Securing the secret keys

To overcome the key-sharing problem in symmetric encryption, secure messaging apps use a system called public key encryption. The secret symmetric keys used to encrypt messages can be encrypted using this method. Public key encryption uses keys with a public key and a private key. Private keys must remain secret, whereas public keys are shared openly. By mathematically related keys, data encrypted with the public key can only be decrypted with the corresponding private key. This one-way relationship enables the public key to be freely distributed without compromising the private key.

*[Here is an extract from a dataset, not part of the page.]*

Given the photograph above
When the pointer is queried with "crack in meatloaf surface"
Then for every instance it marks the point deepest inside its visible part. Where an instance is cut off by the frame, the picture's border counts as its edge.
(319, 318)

Here is how public key encryption is used in secure messaging:

  1. Each device generates its public-private key pair.
  2. All public keys are shared openly on a central server or exchanged between devices.
  3. To encrypt a message, the sending device uses the recipient’s public key to encrypt the symmetric key.
  4. The encrypted symmetric key and ciphertext message are transmitted.
  5. The receiving device decrypts the symmetric key using its private key.
  6. Decrypting the ciphertext into the original plaintext message is done with the decrypted symmetric key.

Using asymmetric public key encryption, the public key is securely transmitted, thereby solving the key-sharing problem. The private keys remain safely on each user’s device only. Common public key algorithms used in secure messaging include RSA and ECC. RSA relies on the difficulty of factoring large prime numbers to generate keys. ECC uses properties of elliptic curves over finite fields for key generation. Both produce computationally secure key pairs suitable for encryption.